On May 8th, 2002, the government seized Padilla on American soil on allegations, but not formal charges, of terrorism. George Bush ordered the military to take custody of Padilla as an "enemy combatant" in the June 9, 2002 Presidential Order to Secretary of Defense Donald Rumsfeld, which said:
"I, GEORGE W. BUSH, as President of the United States and Commander in Chief of the U.S. armed forces, hereby DETERMINE for the United States of America that...Jose Padilla, who is under the control of the Department of Justice and who is a U.S. citizen, is, and at the time he entered the United States in May 2002 was, an enemy combatant...you are directed to receive Mr. Padilla from the Department of Justice and to detain him as an enemy combatant. "

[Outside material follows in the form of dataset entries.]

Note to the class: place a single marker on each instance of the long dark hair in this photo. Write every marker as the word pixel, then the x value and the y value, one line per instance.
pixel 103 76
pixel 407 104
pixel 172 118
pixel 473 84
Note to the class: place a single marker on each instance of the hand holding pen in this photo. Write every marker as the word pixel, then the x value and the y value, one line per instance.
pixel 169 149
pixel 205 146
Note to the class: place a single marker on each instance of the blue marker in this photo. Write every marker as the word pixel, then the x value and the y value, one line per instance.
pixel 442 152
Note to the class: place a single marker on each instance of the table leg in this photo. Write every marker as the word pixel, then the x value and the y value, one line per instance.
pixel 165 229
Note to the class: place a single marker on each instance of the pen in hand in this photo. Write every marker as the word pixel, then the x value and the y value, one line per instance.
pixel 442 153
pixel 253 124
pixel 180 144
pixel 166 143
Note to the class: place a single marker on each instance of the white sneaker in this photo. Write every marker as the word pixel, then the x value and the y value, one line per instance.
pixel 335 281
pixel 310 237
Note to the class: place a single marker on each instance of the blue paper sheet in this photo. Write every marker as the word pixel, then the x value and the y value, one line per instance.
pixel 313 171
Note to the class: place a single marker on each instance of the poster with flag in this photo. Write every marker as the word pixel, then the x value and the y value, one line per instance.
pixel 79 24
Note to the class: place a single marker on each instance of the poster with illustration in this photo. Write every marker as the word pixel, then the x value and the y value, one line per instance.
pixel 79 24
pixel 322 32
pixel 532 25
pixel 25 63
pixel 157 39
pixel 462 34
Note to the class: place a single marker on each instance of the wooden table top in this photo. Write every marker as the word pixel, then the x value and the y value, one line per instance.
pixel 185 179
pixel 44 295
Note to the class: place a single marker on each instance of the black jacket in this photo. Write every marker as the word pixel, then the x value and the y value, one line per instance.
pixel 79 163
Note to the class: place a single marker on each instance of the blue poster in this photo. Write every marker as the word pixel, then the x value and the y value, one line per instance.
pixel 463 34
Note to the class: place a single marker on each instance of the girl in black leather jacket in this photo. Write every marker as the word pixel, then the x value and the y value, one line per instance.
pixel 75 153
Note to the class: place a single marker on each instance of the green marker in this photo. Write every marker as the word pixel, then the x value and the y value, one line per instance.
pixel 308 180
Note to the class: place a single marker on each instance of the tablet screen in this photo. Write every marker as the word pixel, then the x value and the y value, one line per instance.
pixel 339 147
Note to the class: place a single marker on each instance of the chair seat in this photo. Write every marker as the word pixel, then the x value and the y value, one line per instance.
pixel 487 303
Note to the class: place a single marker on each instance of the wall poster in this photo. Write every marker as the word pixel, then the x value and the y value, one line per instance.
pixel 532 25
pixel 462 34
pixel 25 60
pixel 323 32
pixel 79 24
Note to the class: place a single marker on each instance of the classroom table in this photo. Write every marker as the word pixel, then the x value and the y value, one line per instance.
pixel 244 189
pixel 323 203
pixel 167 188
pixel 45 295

In military detention, Padilla was made to sleep on a metal cot, subjected to hooding, stress positions, assaults, threats of imminent execution, and the administration of “truth serums,” according to his lawyer. Padilla was not even allowed a lawyer until two years after his arrest. When the government released him to the civilian courts 3-and-a-half years later, Padilla was docile, and did little to assist in his own defense. The charges against him bore no resemblance to the original allegations.
The CIA tapes involve the most audacious of the administration's many audacious extensions of Executive power: the power to lock up Americans indefinitely without a trial. If the public were ever to understand this clearly, and internalize the implications, there could be calls for impeachment from both the left and right.
Homeland Security Director Michael Chertoff's recent, curiously-timed musings that the next terror threat might be "homegrown" makes it seem that they are already spinning us to view the enemy as ourselves. This is damage control, in case Americans ever rise in outrage at the treatment of Padilla who, innocent or guilty, was presumed guilty from the start, against the most fundamental guarantee of American law.
New battle lines are appearing. We are seeing the emergence of what may be called "Constitutionalist" versus "corporatist" forces, and of alliances which cut across party lines. Unlikely allies such as Pat Buchanan and Naomi Wolf, Republicans like Bruce Fein, Ron Paul, and Democrat Dennis Kucinich are aligned on one side, and the money-machine candidates like Hillary and Giuliani are aligned on the other. The money-machines will spar on social issues, but never say a word about the subversion of our rights taking place before our very eyes.
At Iwo Jima the American death rate was a man per minute for the first 60 hours of the assault, about 3600 men dead in less than three days. At Omaha Beach, Normandy, the death rate was even more appalling. In both instances, we fought against forms of government in which you could be swept off the street, kept in secret, tortured, and either released or held indefinitely according to the whims of the government.
Thomas Paine said "These are the times that try men's souls." We must see the danger clearly, or else, rich, poor, conservative, liberal, powerful, ordinary, we relinquish forever those rights which have defined us as American.